JAN SHAW, Compassion 2004, carved sandstone. Gift of Macquarie University 2020. Photo by Effy Alexakis.

Title
Compassion

Location
Cowra Sculpture Park 

Year
2004

Media
Sculpture

Medium
carved sandstone

Dimensions
106 x 40 x 40cm

Credit
Gift of Macquarie University 2020

Accession number
2020.4

Jan Shaw is a well-recognised Australian sculptor of sandstone – her father and grandfather owned sandstone quarries in Sydney’s north-western suburb of Epping. Her formative training was under the highly-regarded sculptor and teacher Mitzi McColl. Shaw considers her work as a process of revelation, or a metamorphosis. She creates through emotion and instinct, permitting the sandstone piece, and her understanding of its variables, to take the lead in navigating her aesthetic.
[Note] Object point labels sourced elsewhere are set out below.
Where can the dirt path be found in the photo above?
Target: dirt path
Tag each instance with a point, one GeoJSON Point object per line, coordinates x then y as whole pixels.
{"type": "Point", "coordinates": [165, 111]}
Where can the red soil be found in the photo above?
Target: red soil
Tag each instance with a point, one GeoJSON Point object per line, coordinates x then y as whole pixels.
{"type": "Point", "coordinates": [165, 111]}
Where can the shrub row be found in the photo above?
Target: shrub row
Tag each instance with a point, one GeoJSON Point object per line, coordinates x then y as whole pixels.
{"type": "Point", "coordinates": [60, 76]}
From the onset, preconceived ideas of final form are banished. Shaw’s abstractionist works activate free-flowing organic forms that arise from nature and wash over the observer’s sense of perception in curvilinear embrace. Certainly, her work references, echoes and pays homage to the great international, modernist organic sculptors of the twentieth century: Henry Moore, Helaine Blumenfeld and Barbara Hepworth. The biomorphic rhythmic qualities of Shaw’s pieces, as evidenced in Whisper Again and  Compassion, suggest life forms, growth and regeneration – the original sandstone blocks having been but chrysalises.